En se rendant dans les écoles, Nadine Khouzam relève le décalage immense qui existe entre les infrastructures et le matériel - presque inexistants dans les établissements scolaires - et le monde dans lequel baignent les enfants. “Nos animations permettent d’avoir un impact et d’initier de nouvelles dynamiques”, se réjouit-elle.

"En 2020, il devrait y avoir 30 000 postes à pourvoir dans le domaine de l'IT en Belgique. Alors que le taux de chômage des jeunes s'élèvera à 23 %. Il y a matière à réflexion..."

Nadine Khouzam.

Le créateur de jeux vidéos "Valve", Gaben Newell, estime que les personnes capables de coder sont "les magiciens de demain". Celui de "Dropbox", Drew Houston, les compare à des super-héros !
Nadine Khouzam acquiesce en souriant...et y va de sa propre comparaison : "Pour moi, ce sont les médecins de demain. Ils observent ce qui dysfonctionne et résolvent le problème."

Vidéo : Valentine Van Vyve
Photos : CodeNplay

Nadine Khouzam prend la balle au bond

A 27 ans seulement, Nadine Khouzam a déjà pas mal de bouteille. Diplômée de l'Ecole Polytechnique de Bruxelles en 2013, elle est alors la seule femme de sa promotion, se désole-t-elle avec, tout de même, un brin de fierté. "Les offres d'emploi pleuvaient avant même la fin de mon master", se souvient-elle. Aujourd'hui encore, "j'ai la chance de pouvoir choisir", commente-t-elle avec modestie.

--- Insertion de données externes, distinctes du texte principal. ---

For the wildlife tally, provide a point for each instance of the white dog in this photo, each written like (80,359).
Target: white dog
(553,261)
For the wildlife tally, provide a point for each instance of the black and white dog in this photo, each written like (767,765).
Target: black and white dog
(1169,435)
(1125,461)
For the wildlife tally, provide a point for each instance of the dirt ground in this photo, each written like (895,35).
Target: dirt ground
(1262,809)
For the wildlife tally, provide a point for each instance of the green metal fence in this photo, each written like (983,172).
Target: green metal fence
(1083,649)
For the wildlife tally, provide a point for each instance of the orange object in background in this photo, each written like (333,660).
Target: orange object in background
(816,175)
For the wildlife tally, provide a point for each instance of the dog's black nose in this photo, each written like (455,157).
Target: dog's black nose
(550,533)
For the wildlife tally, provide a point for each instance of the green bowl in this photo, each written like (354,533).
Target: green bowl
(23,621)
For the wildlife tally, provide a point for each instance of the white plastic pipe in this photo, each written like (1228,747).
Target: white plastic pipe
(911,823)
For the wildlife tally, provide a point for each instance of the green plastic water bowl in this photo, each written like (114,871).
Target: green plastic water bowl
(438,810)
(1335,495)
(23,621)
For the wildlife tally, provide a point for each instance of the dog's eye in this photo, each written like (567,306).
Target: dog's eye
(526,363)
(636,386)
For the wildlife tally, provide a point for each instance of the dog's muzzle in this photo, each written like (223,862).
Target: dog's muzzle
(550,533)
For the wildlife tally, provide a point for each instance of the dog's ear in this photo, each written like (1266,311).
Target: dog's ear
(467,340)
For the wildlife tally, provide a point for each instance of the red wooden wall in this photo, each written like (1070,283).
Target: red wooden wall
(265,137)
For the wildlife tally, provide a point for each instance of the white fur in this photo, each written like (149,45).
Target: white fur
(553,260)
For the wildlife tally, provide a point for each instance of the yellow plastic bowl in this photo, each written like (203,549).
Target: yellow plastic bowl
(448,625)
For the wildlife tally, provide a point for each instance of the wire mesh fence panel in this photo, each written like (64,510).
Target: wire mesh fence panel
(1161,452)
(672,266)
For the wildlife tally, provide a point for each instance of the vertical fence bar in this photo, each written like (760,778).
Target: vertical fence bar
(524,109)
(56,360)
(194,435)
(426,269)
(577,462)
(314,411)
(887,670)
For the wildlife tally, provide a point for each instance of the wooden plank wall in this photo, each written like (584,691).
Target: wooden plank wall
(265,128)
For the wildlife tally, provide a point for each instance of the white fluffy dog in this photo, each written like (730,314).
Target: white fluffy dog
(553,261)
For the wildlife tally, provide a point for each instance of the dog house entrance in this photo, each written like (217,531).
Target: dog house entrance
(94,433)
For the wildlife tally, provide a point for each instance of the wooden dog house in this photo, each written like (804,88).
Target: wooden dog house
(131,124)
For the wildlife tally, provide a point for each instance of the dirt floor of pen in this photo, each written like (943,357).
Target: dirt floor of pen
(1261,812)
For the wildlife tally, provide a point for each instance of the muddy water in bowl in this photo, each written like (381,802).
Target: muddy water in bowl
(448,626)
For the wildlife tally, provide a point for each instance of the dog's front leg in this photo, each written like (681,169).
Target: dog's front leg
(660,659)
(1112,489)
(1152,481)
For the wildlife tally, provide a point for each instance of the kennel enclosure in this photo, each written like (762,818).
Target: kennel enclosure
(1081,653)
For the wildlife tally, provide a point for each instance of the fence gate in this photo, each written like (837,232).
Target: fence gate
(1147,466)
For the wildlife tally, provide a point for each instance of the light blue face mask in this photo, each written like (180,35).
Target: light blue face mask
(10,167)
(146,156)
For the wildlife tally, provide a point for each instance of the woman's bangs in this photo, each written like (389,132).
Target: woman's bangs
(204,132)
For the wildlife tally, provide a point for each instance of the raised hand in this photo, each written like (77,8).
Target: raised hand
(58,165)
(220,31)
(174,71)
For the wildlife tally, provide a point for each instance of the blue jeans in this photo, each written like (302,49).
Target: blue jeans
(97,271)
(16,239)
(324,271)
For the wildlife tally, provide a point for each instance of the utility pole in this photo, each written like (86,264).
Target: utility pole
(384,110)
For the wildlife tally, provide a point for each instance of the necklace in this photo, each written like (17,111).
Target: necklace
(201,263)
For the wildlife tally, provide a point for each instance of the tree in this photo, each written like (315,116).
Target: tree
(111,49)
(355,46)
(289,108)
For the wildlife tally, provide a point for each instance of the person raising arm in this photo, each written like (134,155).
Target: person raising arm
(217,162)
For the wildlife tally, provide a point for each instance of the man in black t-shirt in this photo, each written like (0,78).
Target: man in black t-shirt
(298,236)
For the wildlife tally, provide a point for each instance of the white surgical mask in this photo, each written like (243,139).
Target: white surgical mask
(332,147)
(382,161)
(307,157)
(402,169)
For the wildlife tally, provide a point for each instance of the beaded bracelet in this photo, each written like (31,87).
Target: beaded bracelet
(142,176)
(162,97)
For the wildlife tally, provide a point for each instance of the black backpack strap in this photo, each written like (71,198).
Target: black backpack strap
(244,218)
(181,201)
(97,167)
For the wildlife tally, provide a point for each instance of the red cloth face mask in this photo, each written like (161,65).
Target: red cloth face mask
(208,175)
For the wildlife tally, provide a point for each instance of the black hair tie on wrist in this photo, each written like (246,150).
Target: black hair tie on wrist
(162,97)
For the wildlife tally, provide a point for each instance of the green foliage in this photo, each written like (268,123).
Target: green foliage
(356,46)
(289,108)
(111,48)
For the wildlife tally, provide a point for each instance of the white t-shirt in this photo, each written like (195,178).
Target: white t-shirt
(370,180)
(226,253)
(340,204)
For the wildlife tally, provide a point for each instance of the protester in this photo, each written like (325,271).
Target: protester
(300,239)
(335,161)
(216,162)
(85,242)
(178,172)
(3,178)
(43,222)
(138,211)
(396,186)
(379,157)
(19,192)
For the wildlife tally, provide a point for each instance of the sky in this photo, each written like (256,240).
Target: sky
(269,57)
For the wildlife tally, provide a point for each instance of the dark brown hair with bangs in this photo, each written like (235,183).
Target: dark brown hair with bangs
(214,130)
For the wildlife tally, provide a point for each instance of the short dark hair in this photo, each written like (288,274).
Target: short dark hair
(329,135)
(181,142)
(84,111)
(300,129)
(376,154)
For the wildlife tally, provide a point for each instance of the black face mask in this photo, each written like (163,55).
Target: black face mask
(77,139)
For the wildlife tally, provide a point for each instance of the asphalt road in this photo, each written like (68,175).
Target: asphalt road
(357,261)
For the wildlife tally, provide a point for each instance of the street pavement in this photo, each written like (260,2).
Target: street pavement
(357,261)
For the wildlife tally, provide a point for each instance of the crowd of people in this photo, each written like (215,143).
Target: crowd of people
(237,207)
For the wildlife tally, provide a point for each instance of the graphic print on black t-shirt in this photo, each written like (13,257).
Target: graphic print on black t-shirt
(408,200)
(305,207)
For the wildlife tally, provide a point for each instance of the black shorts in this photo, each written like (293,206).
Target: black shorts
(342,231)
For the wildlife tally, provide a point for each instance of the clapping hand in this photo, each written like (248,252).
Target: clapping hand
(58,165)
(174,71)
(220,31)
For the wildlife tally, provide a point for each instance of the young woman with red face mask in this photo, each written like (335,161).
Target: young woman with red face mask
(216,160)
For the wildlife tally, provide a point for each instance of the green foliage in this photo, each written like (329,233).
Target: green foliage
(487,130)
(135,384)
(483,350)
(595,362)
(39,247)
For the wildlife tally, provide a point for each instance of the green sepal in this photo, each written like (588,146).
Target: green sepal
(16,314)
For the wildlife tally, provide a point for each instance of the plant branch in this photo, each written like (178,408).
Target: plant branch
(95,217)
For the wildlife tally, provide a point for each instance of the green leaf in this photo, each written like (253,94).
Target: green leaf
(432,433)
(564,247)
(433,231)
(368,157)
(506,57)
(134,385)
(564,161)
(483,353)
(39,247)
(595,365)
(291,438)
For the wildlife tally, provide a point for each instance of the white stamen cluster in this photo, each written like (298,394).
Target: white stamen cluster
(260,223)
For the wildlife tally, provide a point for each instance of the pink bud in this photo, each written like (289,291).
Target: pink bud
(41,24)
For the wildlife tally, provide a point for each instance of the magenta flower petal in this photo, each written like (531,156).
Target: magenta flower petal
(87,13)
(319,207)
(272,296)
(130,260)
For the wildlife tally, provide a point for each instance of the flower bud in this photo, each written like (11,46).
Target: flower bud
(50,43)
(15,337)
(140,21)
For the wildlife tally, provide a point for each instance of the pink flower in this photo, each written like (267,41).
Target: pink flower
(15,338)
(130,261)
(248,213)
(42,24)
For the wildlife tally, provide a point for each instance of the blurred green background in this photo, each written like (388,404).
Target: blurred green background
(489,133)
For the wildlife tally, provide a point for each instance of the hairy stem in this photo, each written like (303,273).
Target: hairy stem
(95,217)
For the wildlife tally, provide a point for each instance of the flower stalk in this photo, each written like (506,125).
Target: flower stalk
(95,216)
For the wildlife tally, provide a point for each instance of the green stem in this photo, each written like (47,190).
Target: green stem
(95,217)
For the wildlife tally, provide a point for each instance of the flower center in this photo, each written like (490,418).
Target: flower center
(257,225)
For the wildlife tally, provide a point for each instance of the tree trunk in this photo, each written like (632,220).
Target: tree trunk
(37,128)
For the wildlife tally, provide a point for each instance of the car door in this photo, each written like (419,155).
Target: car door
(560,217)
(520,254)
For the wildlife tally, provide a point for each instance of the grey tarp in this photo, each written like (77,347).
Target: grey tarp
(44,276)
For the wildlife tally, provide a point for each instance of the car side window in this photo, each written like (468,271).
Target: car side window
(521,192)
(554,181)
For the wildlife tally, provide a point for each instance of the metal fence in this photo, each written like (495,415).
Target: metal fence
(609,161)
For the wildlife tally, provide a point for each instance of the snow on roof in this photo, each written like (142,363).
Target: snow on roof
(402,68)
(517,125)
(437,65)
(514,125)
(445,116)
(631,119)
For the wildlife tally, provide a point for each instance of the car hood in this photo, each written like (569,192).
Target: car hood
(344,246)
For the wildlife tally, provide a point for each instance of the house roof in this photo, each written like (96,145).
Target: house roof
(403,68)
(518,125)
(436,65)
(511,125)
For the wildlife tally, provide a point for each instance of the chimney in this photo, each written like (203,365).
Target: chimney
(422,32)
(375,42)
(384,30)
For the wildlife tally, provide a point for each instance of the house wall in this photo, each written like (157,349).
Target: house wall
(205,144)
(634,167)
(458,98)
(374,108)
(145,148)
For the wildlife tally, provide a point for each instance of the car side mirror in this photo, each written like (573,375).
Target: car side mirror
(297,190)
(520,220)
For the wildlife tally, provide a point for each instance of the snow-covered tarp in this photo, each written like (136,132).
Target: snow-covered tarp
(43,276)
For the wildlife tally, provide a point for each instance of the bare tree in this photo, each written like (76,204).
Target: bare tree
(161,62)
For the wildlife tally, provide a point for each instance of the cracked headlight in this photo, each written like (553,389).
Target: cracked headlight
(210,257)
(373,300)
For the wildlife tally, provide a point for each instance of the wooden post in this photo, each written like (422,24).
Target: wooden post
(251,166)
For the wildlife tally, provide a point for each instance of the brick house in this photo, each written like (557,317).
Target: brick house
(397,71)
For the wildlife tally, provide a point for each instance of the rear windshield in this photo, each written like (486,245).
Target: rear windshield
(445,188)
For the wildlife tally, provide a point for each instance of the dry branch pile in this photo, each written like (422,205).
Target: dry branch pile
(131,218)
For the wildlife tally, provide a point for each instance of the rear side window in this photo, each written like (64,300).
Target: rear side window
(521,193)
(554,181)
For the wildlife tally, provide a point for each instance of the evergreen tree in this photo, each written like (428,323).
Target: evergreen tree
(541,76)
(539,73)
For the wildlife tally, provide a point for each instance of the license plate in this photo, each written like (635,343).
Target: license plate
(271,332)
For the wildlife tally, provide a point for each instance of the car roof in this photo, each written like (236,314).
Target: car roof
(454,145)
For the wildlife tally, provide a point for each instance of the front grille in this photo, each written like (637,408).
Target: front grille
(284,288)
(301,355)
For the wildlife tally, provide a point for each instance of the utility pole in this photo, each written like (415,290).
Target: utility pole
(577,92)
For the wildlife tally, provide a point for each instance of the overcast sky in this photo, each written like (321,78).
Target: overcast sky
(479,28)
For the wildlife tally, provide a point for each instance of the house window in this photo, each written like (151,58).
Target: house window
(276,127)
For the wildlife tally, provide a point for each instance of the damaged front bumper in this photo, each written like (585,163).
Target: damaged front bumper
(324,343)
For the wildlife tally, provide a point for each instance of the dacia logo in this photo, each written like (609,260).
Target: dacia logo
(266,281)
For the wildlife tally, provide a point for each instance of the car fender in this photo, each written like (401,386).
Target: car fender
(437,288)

Après ses études, elle se lance dans le "big data" et le développement des télécoms en Afrique subsaharienne. Cette fonction l'amène à jongler avec un emploi du temps serré : elle passe l'été et l'hiver à voyager d'un pays d'Afrique à un autre. A l’automne et au printemps, elle revient en Belgique pour garder les buts de son équipe de hockey sur gazon. Elle a même participé, avec la Belgique, aux Jeux Olympiques de Londres (2012) et récolté un titre de championne de Belgique (2013) avec son club.

Nadine dit "ne pas supporter l'inégalité des chances". "CodeNplay" est une manière de contrer, à son échelle, cet état de fait. Grâce à "BrusselsTogether", elle a d'ailleurs lancé une campagne de crowdfunding dans le but de fournir l'activité gratuitement pour des enfants qui n'en ont pas les moyens.
La jeune femme regorge d'énergie et a la ferme volonté de faire bouger les choses. "Le sport de haut niveau m'a appris que le cheminement et la rigueur sont importants. Mais ce qui importe le plus, ce sont les résultats", dit-elle.

Des résultats, elle espère en engranger dans le cadre de l'organisation "Global Shapers" dont elle fait partie. Elle y apporte ses compétences en sciences informatiques et dans le domaine de l'éducation. Elle et ses collègues du monde entier, donnent vie à des initiatives ayant un impact social local ou global. Par ce biais, elle participe à dessiner un futur davantage en adéquation avec son combat en faveur de l'accès à l'éducation.